C H A P T E R II

1K 138 63
                                    

Baru sehari gak ketemu gue sampe lupa seganteng apa Khailan Hantanto ini. Rahang yang tegas, mata hitam tajam, dan senyumnya manis kekanakan yang bakal buat hampir semua cewek meleleh termasuk gue.
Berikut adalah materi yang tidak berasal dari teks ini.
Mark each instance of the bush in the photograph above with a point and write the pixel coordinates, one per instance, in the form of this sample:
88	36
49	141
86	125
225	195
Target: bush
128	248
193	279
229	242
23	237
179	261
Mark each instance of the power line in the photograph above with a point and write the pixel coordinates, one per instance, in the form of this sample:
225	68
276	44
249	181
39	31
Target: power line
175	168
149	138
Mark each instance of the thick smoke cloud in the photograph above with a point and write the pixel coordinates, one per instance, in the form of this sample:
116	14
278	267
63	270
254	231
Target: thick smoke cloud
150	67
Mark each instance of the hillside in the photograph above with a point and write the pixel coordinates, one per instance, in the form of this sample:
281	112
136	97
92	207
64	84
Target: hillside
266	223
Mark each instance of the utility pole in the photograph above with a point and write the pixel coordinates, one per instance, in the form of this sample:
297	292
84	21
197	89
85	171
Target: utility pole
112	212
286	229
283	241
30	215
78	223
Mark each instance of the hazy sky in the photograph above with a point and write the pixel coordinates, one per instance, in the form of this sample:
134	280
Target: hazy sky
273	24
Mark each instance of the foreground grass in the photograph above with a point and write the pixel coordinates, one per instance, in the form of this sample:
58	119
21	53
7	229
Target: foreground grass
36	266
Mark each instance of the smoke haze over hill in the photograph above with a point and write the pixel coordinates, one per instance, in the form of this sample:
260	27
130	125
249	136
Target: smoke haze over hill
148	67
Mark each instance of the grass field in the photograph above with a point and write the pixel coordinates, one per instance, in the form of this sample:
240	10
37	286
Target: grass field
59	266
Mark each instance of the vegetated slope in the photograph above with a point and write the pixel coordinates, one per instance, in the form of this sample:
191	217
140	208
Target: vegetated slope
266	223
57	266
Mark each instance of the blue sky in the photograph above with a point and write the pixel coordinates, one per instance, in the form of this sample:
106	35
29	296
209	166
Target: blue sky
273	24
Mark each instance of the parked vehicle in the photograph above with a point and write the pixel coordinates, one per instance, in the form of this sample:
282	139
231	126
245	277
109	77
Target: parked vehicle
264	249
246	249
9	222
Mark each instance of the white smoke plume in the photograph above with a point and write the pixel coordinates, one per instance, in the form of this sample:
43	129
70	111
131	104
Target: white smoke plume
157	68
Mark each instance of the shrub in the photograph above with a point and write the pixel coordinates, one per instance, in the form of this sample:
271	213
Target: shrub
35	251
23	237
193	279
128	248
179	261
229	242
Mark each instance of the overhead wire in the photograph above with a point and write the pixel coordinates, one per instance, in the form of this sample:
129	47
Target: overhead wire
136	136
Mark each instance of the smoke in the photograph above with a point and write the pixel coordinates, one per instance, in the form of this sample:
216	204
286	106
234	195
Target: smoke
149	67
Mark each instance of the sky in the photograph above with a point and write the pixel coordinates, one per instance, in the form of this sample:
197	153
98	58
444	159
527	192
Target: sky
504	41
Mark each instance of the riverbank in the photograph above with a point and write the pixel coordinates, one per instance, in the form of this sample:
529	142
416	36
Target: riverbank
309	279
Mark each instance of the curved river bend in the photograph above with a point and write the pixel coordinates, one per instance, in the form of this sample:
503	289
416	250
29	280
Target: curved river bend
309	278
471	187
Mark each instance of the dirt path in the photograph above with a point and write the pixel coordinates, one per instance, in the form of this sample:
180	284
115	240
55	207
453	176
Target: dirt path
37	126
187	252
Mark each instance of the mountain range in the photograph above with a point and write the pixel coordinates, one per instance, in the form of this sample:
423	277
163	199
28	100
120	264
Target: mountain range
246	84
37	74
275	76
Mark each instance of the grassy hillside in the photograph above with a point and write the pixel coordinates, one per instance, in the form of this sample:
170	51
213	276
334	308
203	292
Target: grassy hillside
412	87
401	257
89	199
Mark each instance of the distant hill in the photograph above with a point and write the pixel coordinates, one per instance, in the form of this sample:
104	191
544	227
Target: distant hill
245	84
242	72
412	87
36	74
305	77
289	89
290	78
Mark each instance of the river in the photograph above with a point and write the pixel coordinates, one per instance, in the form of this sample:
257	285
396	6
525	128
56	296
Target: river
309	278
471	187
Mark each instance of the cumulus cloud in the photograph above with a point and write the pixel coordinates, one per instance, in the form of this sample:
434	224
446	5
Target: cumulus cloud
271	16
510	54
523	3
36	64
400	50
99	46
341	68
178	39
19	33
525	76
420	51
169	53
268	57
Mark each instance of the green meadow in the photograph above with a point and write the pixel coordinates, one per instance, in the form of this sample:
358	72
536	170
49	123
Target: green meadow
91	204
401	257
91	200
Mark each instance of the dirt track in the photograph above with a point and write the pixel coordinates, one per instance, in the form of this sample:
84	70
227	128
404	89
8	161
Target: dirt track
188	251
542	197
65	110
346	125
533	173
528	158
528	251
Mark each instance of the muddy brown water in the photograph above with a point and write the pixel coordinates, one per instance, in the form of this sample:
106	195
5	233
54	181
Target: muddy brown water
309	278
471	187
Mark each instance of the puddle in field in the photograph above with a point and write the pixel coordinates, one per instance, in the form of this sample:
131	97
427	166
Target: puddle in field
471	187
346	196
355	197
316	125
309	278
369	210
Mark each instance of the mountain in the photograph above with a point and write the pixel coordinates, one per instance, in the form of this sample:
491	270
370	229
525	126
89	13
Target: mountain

Gue salah satunya. Tuhan, kayaknya dulu sambil tersenyum deh saat menciptakan manusia yang hampir sempurna ini. Mas Khailan itu tinggi, badannya super atletis, bahunya lebar yang akan sangat nyaman buat sandaran, wajahnya ganteng maskulin bikin lo gak mau berpaling, udah gitu good attitude, dari keluarga cemara dan poin plus-plusnya dia super kaya.

Kalau kata gue sih dibandingin sama Choi Siwon, dia bisalah apple to apple cuma beda negara doang. Mas Khai terkenal di kalangan atas. Dia sering masuk portal berita bisnis.

Duduk di hadapan gue Mas Khai masih pakek kemeja putih dan celana kain dari Gucci saat jemput gue, lengan panjangnya digulung ke siku dan kancing atasnya terbuka dua. Rambutnya udah gak serapi tadi pagi, ganteng banget gue gak bohong. Mata gue gak bisa berhenti ngelirik ke dia.

“Kamu mau makan apa, Kall?” Mas Kai beralih dari buku menu ke gue.

Mata kita bertemu, tatapan intensnya ke gue bikin gue, gugup.

“S-steak rib eye aja, Mas.”

Mas Khai memesan menu dengan banyak side dishes dan memilih minuman sama dessert yang terkenal di restoran ini.

“Tadi pagi kamu bilang hari ini free,” pertanyaan Mas Khai keluar dengan nada gak enak.

“Tiba-tiba manajer aku telepon, dia lupa ngasih tau event itu.” Gue gak ada maksud buat boong, ini kan beneran mendadak.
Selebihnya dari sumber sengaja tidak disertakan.